School of Communication and Information Engineering, Chongqing University of Posts and Telecommunications, Chongqing 400065, China.
Suresense Technology, Chongqing 400065, China.
Sensors (Basel). 2020 Sep 5;20(18):5050. doi: 10.3390/s20185050.
The quality and intelligibility of the speech are usually impaired by the interference of background noise when using internet voice calls. To solve this problem in the context of wearable smart devices, this paper introduces a dual-microphone, bone-conduction (BC) sensor assisted beamformer and a simple recurrent unit (SRU)-based neural network postfilter for real-time speech enhancement. Assisted by the BC sensor, which is insensitive to the environmental noise compared to the regular air-conduction (AC) microphone, the accurate voice activity detection (VAD) can be obtained from the BC signal and incorporated into the adaptive noise canceller (ANC) and adaptive block matrix (ABM). The SRU-based postfilter consists of a recurrent neural network with a small number of parameters, which improves the computational efficiency. The sub-band signal processing is designed to compress the input features of the neural network, and the scale-invariant signal-to-distortion ratio (SI-SDR) is developed as the loss function to minimize the distortion of the desired speech signal. Experimental results demonstrate that the proposed real-time speech enhancement system provides significant speech sound quality and intelligibility improvements for all noise types and levels when compared with the AC-only beamformer with a postfiltering algorithm.
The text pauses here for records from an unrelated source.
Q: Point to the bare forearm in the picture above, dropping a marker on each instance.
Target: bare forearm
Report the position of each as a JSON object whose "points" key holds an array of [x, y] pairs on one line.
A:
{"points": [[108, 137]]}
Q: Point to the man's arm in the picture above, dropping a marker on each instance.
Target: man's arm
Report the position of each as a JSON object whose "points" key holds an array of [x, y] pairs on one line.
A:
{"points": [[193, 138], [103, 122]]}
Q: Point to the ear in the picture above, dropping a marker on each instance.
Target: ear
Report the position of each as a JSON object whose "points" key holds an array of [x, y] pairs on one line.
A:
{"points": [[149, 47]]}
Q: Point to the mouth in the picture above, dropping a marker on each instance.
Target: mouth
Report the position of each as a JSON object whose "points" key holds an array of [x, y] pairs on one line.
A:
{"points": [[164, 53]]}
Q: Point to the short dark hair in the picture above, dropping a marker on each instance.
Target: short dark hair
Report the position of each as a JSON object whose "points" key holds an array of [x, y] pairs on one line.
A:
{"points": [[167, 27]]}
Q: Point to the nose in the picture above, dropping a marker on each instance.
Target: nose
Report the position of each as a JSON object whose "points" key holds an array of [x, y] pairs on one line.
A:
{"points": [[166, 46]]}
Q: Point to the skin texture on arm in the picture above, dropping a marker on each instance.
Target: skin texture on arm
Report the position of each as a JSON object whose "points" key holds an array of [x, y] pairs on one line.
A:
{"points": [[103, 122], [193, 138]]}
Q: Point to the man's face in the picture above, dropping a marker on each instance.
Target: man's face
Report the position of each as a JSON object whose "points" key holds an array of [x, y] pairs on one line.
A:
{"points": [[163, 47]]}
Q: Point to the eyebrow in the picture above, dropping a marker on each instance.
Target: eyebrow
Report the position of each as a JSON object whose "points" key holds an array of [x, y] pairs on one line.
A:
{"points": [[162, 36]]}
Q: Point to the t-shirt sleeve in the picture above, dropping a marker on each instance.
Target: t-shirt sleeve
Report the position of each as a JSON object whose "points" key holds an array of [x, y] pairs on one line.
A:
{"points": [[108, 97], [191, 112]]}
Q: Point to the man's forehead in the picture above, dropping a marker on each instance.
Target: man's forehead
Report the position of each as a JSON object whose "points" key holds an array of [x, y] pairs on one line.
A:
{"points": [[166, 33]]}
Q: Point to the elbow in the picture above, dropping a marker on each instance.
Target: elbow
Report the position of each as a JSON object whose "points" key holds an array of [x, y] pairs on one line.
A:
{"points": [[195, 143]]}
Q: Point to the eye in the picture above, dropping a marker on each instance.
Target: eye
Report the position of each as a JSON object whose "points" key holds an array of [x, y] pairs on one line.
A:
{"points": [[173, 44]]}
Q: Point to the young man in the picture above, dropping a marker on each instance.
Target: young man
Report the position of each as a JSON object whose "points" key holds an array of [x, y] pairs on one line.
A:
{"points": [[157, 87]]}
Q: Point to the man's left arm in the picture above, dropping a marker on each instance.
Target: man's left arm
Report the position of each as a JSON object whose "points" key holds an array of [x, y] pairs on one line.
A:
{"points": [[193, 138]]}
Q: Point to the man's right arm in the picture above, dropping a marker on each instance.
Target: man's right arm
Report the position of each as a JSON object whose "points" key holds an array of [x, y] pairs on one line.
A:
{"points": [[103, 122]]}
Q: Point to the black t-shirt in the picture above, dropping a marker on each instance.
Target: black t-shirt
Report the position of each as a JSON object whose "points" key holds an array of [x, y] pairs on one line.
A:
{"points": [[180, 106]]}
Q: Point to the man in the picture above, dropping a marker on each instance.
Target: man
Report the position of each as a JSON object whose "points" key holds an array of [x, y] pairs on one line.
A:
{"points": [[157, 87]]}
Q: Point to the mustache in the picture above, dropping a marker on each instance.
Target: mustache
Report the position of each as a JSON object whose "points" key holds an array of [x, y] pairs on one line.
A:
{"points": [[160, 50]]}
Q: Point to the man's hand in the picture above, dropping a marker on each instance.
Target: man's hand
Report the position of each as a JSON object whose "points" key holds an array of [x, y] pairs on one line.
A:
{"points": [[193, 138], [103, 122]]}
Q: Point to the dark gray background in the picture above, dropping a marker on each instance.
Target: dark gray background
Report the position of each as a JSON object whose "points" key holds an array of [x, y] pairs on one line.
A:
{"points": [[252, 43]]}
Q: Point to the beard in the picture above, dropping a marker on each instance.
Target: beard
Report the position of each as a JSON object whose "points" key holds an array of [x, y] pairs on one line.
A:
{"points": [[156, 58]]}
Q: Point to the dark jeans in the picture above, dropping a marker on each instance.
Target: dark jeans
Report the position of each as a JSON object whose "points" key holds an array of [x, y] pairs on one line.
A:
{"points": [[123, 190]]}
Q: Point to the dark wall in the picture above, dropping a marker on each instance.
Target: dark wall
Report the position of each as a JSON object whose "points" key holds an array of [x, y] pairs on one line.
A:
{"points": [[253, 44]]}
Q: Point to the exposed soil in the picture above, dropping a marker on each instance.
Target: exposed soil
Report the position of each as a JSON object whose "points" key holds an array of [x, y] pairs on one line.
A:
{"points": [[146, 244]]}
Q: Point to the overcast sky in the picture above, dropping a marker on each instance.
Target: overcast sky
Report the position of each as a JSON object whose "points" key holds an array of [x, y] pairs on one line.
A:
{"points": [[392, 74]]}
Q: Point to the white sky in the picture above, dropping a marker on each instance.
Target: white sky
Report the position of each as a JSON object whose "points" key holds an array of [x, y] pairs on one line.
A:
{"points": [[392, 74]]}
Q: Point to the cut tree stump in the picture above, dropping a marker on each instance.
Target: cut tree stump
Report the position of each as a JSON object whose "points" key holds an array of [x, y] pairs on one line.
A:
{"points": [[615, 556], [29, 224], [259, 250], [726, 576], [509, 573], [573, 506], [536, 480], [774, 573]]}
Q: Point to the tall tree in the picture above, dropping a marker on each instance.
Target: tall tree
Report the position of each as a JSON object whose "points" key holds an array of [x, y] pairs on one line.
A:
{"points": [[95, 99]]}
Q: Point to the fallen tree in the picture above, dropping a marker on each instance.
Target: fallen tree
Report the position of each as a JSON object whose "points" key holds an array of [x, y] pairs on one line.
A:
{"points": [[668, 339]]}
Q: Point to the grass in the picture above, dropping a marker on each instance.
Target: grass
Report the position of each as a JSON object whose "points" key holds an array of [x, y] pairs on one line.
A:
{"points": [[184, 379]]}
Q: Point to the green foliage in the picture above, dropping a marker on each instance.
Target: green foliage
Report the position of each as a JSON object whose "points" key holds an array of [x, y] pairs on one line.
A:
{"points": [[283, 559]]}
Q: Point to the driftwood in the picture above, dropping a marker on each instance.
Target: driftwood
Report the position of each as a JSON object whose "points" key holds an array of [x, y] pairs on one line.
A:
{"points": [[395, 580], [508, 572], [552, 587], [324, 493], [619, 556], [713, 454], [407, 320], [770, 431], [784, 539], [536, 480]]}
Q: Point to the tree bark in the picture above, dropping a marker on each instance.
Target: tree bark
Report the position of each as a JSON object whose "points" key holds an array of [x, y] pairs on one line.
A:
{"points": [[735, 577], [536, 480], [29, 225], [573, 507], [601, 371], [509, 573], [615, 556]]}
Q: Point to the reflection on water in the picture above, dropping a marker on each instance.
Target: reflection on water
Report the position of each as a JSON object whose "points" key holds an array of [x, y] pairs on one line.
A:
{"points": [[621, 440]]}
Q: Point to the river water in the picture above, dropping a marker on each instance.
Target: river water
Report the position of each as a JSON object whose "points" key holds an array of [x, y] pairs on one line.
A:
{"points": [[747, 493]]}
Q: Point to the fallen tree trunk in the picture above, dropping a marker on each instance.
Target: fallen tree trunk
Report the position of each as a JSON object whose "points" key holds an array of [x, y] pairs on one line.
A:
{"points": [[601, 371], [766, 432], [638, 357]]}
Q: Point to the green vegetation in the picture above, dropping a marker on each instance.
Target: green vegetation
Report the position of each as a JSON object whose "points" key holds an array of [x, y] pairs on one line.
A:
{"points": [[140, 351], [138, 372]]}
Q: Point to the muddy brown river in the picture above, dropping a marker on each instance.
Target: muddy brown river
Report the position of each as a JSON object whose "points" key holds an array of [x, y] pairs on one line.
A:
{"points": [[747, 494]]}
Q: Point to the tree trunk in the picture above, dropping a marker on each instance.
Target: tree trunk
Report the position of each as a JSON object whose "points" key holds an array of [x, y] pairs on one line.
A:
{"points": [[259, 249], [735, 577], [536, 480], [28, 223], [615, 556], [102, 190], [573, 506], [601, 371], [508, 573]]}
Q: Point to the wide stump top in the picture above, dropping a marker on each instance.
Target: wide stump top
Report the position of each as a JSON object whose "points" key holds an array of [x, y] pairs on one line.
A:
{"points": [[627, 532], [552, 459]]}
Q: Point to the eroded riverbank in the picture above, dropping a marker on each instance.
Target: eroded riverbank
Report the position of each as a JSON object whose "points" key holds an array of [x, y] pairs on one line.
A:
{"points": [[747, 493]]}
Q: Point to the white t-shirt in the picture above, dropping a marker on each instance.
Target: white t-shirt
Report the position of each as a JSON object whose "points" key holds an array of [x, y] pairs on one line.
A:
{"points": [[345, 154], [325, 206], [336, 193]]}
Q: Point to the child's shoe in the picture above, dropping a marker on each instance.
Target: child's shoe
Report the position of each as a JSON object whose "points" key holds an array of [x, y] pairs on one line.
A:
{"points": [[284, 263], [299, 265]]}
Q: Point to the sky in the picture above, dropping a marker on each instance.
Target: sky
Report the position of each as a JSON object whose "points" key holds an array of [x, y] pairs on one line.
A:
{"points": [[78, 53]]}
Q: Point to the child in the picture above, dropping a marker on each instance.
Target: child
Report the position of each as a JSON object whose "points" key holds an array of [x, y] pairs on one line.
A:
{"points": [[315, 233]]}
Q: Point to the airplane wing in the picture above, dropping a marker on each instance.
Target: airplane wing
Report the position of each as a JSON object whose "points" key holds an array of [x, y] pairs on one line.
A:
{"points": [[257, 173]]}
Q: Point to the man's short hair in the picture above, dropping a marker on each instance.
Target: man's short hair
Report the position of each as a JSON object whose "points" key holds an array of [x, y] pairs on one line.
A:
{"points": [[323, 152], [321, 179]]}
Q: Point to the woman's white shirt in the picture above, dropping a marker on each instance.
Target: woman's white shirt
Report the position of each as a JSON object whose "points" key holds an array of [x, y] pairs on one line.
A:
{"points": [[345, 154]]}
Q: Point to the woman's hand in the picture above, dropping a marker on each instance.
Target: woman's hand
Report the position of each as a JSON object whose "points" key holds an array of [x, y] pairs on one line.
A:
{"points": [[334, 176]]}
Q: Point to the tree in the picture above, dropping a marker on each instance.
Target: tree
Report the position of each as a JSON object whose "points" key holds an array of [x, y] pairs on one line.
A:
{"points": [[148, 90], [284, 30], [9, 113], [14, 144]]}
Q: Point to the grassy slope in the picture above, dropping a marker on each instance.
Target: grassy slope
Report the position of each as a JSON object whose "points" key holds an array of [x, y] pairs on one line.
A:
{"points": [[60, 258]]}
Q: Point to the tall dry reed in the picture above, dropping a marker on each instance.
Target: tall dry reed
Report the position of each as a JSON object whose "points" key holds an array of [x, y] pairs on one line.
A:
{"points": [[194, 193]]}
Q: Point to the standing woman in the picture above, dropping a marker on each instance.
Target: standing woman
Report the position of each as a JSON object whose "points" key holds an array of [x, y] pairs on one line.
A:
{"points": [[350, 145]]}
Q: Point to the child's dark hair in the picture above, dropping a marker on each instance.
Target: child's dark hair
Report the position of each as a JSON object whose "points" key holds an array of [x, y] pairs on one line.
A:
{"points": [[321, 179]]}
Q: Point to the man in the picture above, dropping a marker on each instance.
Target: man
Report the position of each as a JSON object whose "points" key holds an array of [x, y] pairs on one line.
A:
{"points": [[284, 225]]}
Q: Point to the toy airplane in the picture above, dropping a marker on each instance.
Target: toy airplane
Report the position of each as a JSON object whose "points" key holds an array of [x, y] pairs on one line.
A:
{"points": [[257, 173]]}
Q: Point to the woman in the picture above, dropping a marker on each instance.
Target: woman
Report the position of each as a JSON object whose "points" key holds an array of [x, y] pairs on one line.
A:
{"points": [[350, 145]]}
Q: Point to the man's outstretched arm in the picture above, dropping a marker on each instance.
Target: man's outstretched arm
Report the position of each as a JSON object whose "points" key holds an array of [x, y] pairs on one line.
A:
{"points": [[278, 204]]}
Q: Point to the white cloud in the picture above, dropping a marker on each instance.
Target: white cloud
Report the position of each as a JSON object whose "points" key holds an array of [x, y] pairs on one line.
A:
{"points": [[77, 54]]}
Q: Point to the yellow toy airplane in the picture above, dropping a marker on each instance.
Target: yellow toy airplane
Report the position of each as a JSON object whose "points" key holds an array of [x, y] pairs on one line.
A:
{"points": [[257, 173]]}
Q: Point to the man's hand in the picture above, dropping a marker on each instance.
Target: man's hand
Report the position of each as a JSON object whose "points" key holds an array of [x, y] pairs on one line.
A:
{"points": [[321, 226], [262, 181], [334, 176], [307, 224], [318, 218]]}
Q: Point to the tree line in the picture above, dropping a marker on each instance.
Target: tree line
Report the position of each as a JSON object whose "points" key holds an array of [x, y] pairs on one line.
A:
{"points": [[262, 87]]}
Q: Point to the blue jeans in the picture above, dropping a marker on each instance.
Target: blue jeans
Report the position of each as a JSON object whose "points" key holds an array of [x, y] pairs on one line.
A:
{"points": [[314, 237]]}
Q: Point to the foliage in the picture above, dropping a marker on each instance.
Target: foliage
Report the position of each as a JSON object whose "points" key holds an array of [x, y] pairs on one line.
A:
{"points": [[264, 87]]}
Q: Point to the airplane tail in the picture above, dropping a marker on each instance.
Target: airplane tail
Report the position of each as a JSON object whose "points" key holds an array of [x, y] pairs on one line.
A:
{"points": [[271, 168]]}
当使用互联网语音通话时,背景噪声的干扰通常会降低语音的质量和可懂度。为了解决可穿戴智能设备环境中的这一问题,本文提出了一种基于双麦克风、骨传导(BC)传感器的波束形成器和基于简单循环单元(SRU)的神经网络后置滤波器的实时语音增强方法。与常规的空气传导(AC)麦克风相比,BC 传感器对环境噪声不敏感,因此可以通过 BC 信号获得准确的语音活动检测(VAD),并将其纳入自适应噪声消除器(ANC)和自适应块矩阵(ABM)中。基于 SRU 的后置滤波器由一个具有少量参数的循环神经网络组成,提高了计算效率。子带信号处理用于压缩神经网络的输入特征,并且开发了比例不变的信噪比失真比(SI-SDR)作为损失函数,以最小化期望语音信号的失真。实验结果表明,与具有后置滤波算法的仅 AC 波束形成器相比,所提出的实时语音增强系统在所有噪声类型和水平下都显著提高了语音质量和可懂度。